Viele Gesellschaften haben mit den Herausforderungen des demographischen Wandels zu kämpfen. In Deutschland sterben Dörfer aus, in Süditalien bekommt man Häuser geschenkt, wenn man im Gegenzug in die Infrastruktur investiert und auf der klitzekleinen Insel Pitcairn bekommt man Land geschenkt, wenn man sich dort ansiedelt. Man muss nicht arbeiten, wenn man genug Geld hat, um über die Runden zu kommen, aber es wird natürlich gerne gesehen, wenn man etwas zu der kleinen Inselgemeinschaft beisteuert. Das klingt zu schön, um wahr zu sein? Ok, einen kleinen Haken hat die Sache.
Nach Pitcairn auswandern – Die Nachteile
Pitcairn liegt ziemlich weit abseits im Südpazifik, um genau zu sein mitten im Nirgendwo zwischen Französisch Polynesien und den Osterinseln. Einen Flughafen gibt es hier nicht und auch keine Südseestrände, denn die Insel ist ein großer Felsen ohne schützendes Riff. Es gibt nicht mal einen Hafen. Die Bucht von Pitcairn ist zu schmal, als dass die Transportschiffe oder Kreuzfahrtschiffe hier landen könnten.
Die Insel ist berühmt für ihre ersten Siedler. Das waren die neun Meuterer auf der Bounty, die sich 1789 gegen ihren despotischen Kapitän auflehnten und diesen kurzerhand in einem Beiboot aussetzten. Die neun Meuterer mit sechs polynesischen Männern und zwölf polynesischen Frauen landeten schließlich auf Pitcairn und ließen sich dort nieder. Nicht wegen der atemberaubenden Schönheit der Insel, sondern weil man darauf hoffte, auf diesem gottverlassenen Eiland nicht von der britischen Krone aufgespürt zu werden. Die ca. 55 Einwohner, die dort heute noch leben, sind fast alle Nachfahren der Meuterer.
Ja genau, ihr habt richtig gelesen: 55 Menschen leben dort. Es gibt dort zwei Geschäfte und eine Post, ein Krankenhaus, eine Schule und ein Museum. Das war es im Großen und Ganzen. Vier Mal im Jahr kommt ein Versorgungsschiff aus Neuseeland und bringt alles Notwendige auf die Insel. Entsprechend ist die Inselwährung der Neuseeland Dollar, auch wenn die Insel ein Überseeterritorium von Großbritannien ist und auch Fördergelder der EU bekommen hat – jedenfalls bis zum 31. Januar 2020.

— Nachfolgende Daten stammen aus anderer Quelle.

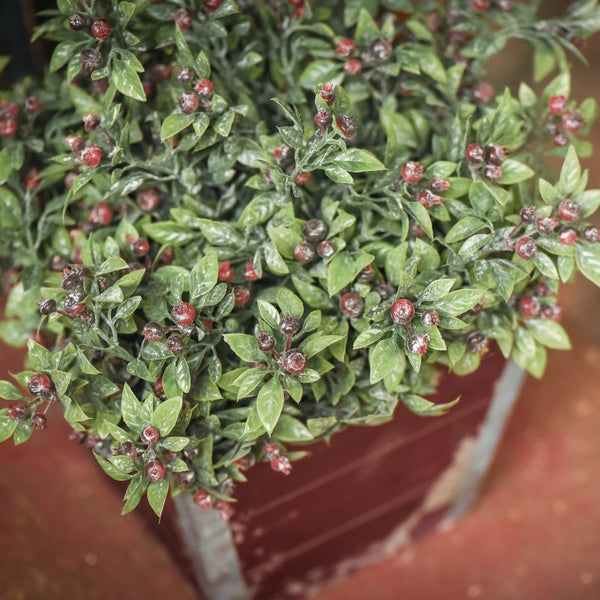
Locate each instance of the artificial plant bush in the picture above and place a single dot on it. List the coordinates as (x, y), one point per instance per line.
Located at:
(228, 227)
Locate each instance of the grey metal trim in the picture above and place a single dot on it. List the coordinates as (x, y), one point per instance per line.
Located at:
(212, 551)
(506, 393)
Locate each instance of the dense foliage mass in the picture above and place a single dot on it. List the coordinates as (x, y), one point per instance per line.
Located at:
(227, 227)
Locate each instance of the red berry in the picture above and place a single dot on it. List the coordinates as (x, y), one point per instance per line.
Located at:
(225, 271)
(8, 128)
(153, 331)
(17, 411)
(439, 185)
(347, 126)
(183, 314)
(572, 121)
(353, 67)
(591, 234)
(39, 385)
(281, 464)
(304, 253)
(163, 72)
(427, 199)
(402, 311)
(380, 48)
(529, 306)
(91, 156)
(568, 210)
(101, 214)
(325, 249)
(265, 342)
(492, 172)
(546, 225)
(327, 94)
(476, 342)
(351, 304)
(150, 435)
(32, 182)
(75, 143)
(495, 154)
(188, 102)
(241, 295)
(412, 172)
(323, 118)
(567, 236)
(204, 88)
(303, 178)
(560, 139)
(174, 344)
(430, 318)
(139, 246)
(527, 214)
(78, 22)
(32, 105)
(90, 122)
(417, 343)
(203, 499)
(314, 230)
(551, 311)
(249, 272)
(289, 325)
(147, 199)
(282, 155)
(474, 153)
(345, 47)
(155, 470)
(101, 29)
(480, 5)
(294, 361)
(367, 274)
(483, 93)
(183, 17)
(38, 421)
(526, 248)
(557, 104)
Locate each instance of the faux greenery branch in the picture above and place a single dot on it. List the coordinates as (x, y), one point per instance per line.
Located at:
(232, 227)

Nano- Ökonomie auf Pitcairn in der Südsee
Neben dem Versorgungsschiff gibt es auch Passagierschiffe, die alle paar Monate ein paar Touristen mitbringen. Der Tourismus, mit Besucherzahlen von unter 100 im Jahr, ist auch eine der Haupteinnahmequellen. Ansonsten wird ein bisschen Handel mit den Schiffsbesatzungen betrieben – ein bisschen Fisch, ein bisschen Honig – was auf einer kleinen Insel eben so anfällt. Vor ein paar Jahren hat man Briefmarkensammlern aus der ganzen Welt die eigenen Briefmarken der Insel verkauft, aber wer sammelt im 21. Jahrhundert noch Briefmarken? Entsprechend hat man umgesattelt und Internetdomains verkauft.

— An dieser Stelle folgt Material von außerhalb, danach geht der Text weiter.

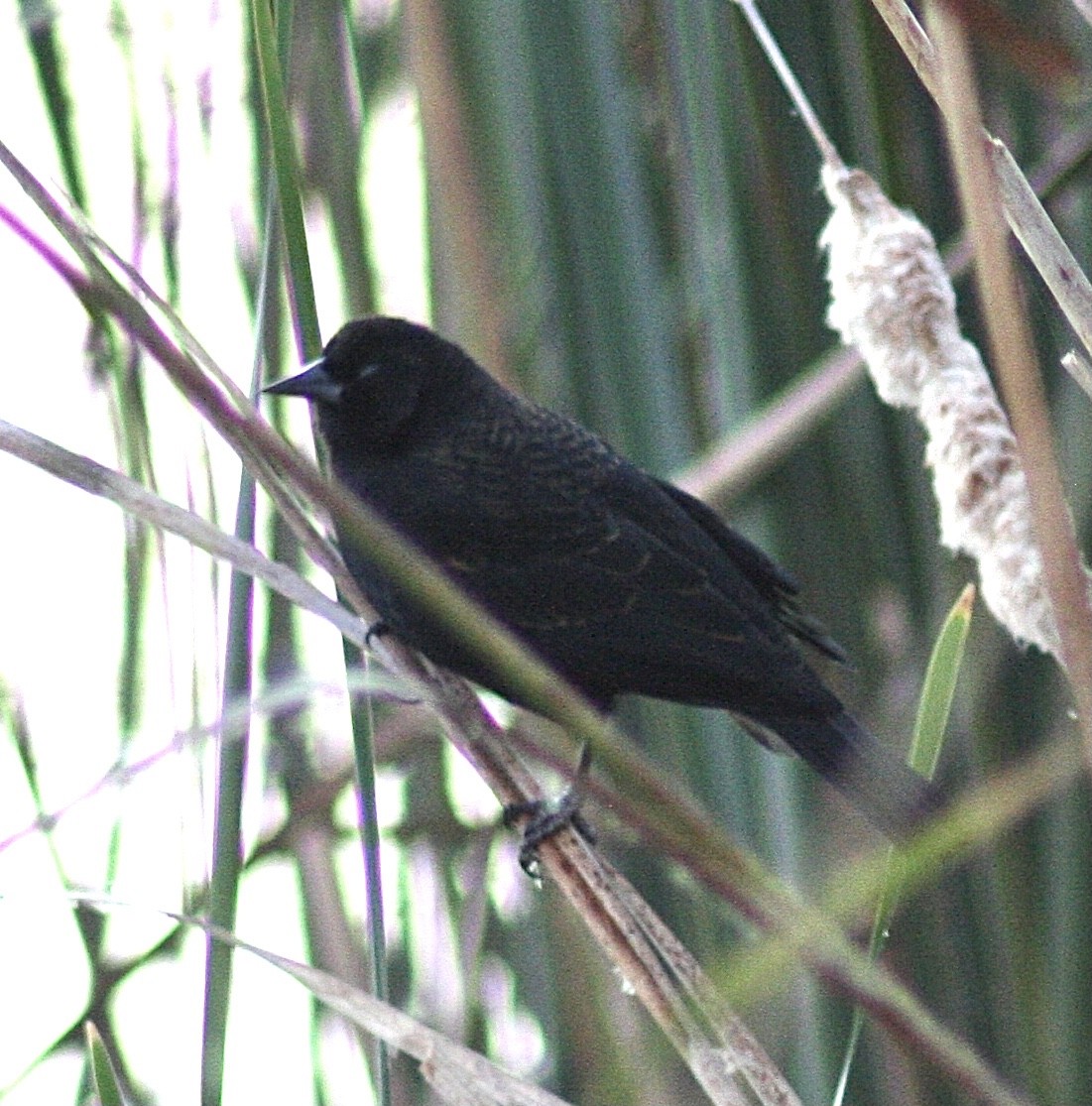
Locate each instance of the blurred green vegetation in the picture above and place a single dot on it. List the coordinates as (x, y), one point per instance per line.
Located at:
(622, 220)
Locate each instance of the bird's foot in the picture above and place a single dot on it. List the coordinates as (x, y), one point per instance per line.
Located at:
(546, 817)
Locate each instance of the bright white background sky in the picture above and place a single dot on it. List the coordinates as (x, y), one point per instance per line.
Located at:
(61, 553)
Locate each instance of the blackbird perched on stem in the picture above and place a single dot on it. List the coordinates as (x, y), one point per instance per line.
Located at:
(619, 580)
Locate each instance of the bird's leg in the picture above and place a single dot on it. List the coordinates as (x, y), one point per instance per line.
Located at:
(546, 817)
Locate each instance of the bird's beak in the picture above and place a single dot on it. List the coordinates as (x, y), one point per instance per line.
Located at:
(313, 383)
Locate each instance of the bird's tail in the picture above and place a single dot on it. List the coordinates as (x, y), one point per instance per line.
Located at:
(890, 794)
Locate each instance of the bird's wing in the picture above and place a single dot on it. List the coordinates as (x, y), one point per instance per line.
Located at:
(768, 577)
(623, 604)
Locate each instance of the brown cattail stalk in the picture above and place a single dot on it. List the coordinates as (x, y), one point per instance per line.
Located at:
(891, 298)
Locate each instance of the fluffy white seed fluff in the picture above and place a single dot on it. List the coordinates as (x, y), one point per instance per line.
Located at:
(892, 299)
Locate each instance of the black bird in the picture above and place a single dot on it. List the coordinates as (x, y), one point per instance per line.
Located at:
(619, 580)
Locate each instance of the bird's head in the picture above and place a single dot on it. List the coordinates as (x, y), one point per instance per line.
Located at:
(374, 378)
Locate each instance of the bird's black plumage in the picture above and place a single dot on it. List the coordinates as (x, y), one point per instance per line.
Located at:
(619, 580)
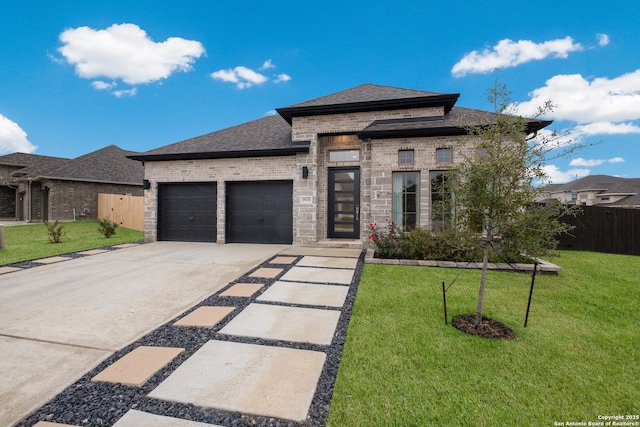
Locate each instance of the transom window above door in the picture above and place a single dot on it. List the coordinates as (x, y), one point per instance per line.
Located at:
(344, 155)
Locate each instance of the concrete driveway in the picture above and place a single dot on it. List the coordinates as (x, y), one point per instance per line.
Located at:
(58, 321)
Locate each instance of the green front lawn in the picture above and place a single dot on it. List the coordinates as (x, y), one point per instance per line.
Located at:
(28, 242)
(579, 356)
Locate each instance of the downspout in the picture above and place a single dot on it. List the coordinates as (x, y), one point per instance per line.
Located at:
(28, 216)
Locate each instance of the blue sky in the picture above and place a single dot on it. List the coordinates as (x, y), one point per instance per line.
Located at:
(78, 76)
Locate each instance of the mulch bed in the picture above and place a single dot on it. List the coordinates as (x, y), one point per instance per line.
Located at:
(488, 328)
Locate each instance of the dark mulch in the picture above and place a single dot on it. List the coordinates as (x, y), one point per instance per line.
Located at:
(488, 328)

Überhaupt Internet: Das letzte, was ich dort erwarten würde, ist WLAN, doch tatsächlich ist die ganze Insel per Satelit abgedeckt. Nicht ganz billig, aber Internet. Wer sein Business im Internet betreibt, könnte hier lernen, was „ortsunabhängig arbeiten“ im Extremfall bedeuten kann. Allerdings ist die Geschwindigkeit natürlich nicht vergleichbar mit dem Internet, wie wir es kennen. Fernsehen gibt es auch, allerdings nur einen australischen Sender und eine Art Bibel TV, aber wer in Deutschland in den 70’ern aufgewachsen ist, hatte auch nur drei Sender und hat es überlebt.

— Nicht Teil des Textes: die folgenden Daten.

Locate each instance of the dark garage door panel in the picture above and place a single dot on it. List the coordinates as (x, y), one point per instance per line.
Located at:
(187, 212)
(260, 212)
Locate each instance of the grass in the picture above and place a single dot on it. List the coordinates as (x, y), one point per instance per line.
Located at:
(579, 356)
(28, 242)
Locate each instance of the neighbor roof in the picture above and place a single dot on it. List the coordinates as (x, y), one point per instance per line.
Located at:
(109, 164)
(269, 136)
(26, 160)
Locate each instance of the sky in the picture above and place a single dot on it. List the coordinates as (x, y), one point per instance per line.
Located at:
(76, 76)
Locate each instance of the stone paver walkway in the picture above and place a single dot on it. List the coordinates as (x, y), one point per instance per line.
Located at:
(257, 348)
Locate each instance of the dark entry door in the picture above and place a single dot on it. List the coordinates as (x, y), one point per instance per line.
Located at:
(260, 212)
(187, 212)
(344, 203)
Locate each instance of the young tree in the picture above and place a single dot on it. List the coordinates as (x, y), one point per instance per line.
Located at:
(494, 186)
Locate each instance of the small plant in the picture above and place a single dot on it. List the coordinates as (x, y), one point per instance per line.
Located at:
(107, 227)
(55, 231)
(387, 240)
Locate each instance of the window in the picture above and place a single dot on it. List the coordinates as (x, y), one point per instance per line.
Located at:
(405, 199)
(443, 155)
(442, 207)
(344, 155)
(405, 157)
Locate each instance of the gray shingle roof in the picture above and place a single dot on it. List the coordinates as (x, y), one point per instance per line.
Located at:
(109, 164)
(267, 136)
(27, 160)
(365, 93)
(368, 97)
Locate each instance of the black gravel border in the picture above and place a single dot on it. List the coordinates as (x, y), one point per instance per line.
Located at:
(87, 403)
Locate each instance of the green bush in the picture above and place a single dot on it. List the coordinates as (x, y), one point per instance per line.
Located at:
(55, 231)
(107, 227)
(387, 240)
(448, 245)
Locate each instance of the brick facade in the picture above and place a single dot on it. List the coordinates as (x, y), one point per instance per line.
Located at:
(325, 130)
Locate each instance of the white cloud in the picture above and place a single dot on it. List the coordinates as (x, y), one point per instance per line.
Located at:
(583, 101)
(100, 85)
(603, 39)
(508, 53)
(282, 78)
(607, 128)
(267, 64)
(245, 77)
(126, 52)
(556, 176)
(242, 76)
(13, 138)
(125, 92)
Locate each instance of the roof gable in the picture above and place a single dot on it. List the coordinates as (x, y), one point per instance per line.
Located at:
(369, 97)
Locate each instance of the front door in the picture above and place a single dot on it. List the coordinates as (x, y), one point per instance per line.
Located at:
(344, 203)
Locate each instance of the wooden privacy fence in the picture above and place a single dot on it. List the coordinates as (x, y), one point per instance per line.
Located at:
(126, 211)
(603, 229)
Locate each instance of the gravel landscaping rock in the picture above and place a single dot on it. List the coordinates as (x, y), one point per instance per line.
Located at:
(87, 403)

Wer sich für eine Niederlassungserlaubnis dort bewerben möchte, sollte vermutlich zunächst mal Urlaub dort machen. Bis zu 14 Tage kann man ohne Visum dort einreisen. Bis zu sechs Monate kann man mit einem Besuchervisum bleiben. Man kann die Niederlassungserlaubnis auch beantragen, ohne je dort gewesen zu sein, aber zu empfehlen ist das sicherlich nicht, denn es erfordert schon eine Testphase herauszufinden, ob man für ein solches Leben 2000 Kilometer von der nächsten Partymeile entfernt, geeignet ist.
Vergewaltigungsprozesse auf Pitcairn – was Isolation mit einem macht
Wer an dem Bild von der Südseeromantik und dem freien Leben in einer friedlichen kleinen Inselgemeinschaft festhalten will, wird seit 2014 neu bewerten müssen, was Isolation und die Abwesenheit von staatlicher Autorität eben auch hervorbringen kann. Zu der Zeit stellte sich heraus, dass die Mehrzahl der männlichen Bewohner der Insel sehr laxe Einstellungen zum – theoretisch – auf der Insel geltenden Sexualstrafrecht hatten. Sieben der zwölf Männer auf der Insel wurden wegen Kindesmissbrauchs und Vergewaltigung angeklagt und am Ende teilweise zu lebenslanger Haft verurteilt. Wiederum eher theoretisch, denn was macht man mit einem verurteilten Vergewaltiger, wenn er doch der einzige ist, der das Longtailboat der Inselbewohner steuern kann, mit dem die Bewohner zu den vorbeifahrenden Kreuzfahrtschiffen hinausfahren, um Handel zu treiben.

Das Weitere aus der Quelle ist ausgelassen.